Amei a sabedoria e a busquei desde a minha juventude,
e procurei tomá-la como esposa,
pois fiquei enamorado de sua formosura.
A união com Deus manifesta a nobre origem dela,
porque o Senhor do universo amou-a.
De fato, ela é iniciada na ciência de Deus
e seleciona as obras dele.
Se na vida a riqueza é um bem desejável,
que riqueza é maior do que a sabedoria, que tudo produz?
E se é a inteligência quem opera,
quem mais do que ela é artífice do que existe?
Se alguém ama a justiça,
as virtudes são os seus frutos,
pois é ela quem ensina a temperança e a prudência,
a justiça e a fortaleza,
que são na vida os bens mais úteis aos homens.
Se alguém deseja também uma rica experiência,
ela conhece as coisas passadas e entrevê as futuras,
conhece a sutileza das máximas e a solução dos enigmas.
Prevê sinais e prodígios, e o desenrolar das épocas e tempos (Sb 8, 1-8).

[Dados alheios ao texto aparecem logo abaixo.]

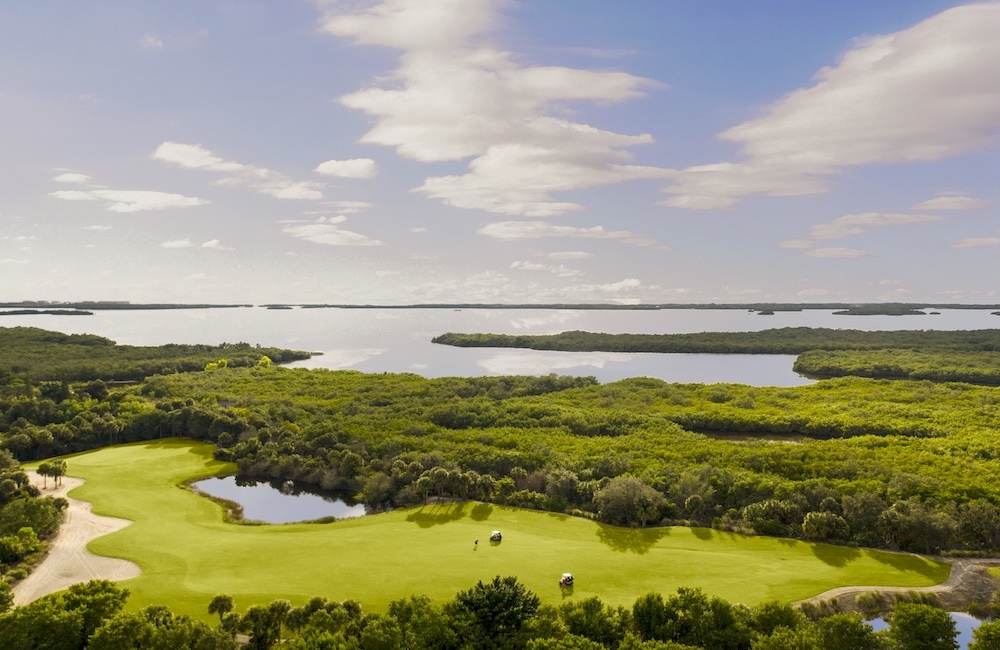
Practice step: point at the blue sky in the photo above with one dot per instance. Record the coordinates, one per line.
(410, 151)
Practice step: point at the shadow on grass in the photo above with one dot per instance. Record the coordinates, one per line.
(438, 514)
(835, 556)
(906, 562)
(481, 511)
(636, 540)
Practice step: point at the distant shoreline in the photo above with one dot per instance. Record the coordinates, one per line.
(841, 308)
(49, 312)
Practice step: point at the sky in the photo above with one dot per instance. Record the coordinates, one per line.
(500, 151)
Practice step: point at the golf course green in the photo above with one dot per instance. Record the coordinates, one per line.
(188, 553)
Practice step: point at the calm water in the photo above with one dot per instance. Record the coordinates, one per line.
(264, 502)
(963, 622)
(399, 340)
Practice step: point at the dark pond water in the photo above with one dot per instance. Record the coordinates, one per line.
(963, 622)
(277, 503)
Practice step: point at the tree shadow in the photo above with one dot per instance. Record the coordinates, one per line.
(481, 511)
(437, 514)
(835, 556)
(635, 540)
(926, 567)
(704, 534)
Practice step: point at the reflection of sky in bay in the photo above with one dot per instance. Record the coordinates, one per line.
(533, 362)
(399, 340)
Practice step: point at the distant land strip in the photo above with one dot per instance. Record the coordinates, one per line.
(888, 309)
(49, 312)
(49, 307)
(788, 340)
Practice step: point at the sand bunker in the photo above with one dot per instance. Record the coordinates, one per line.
(68, 561)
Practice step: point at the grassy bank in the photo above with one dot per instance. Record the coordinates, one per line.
(188, 554)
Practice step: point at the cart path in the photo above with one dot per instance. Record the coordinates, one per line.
(68, 561)
(967, 582)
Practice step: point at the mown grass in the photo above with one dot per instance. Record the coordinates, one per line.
(188, 553)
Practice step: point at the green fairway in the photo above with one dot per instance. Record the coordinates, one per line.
(188, 554)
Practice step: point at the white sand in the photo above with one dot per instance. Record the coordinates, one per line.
(68, 561)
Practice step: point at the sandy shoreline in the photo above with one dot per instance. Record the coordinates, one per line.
(68, 561)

Cristãos que desprezam a ecologia como loucura econômica – ou que apoiam políticos que ameaçam o planeta apenas como coisas utilizáveis – devem usar esse texto maravilhoso para pedir perdão. Você não pode dizer que você está pronto para o Natal e não procurar uma sabedoria que vê a Criação toda como um trabalho divino.

 

O Altíssimo entre nós na Criação

A segunda imagem nessa antífona vem de um livro que teve três títulos: o mais frequentemente simplesmente chamado “O livro de Sirach”, mas outros o chamam de “a Sabedoria de Jesus Ben Sirá” (então confundem com o outro livro da Sabedoria) ou “Eclesiástico” (e então confundem com “Eclesiastes”). Aqui está o texto chave:

A Sabedoria louva a si mesma
e se gloria no meio do seu povo.
Ela abre a boca na assembleia do Altíssimo e se glorifica diante do poder dele:
“Eu saí da boca do Altíssimo
e recobri a terra como névoa.
Armei a minha tenda nas alturas,
e o meu trono ficava sobre uma coluna de nuvens.
Percorri sozinha a abóbada do céu
e passei pelas profundezas dos abismos.
Estendi o meu poder sobre as ondas do mar, sobre a terra inteira
e sobre todos os povos e nações.
Em todos eles procurei um lugar para repousar
e uma propriedade onde pudesse me estabelecer (Eclo 24, 1-7).

A sabedoria do Altíssimo está entre nós na Criação, e está vindo entre nós como ser humano, Jesus de Nazaré, que nós celebraremos.

O que se pareceria com esse lugar de repouso entre nós? Isso também é um chamado para pensarmos profundamente sobre nosso cuidado da Criação e sociedade.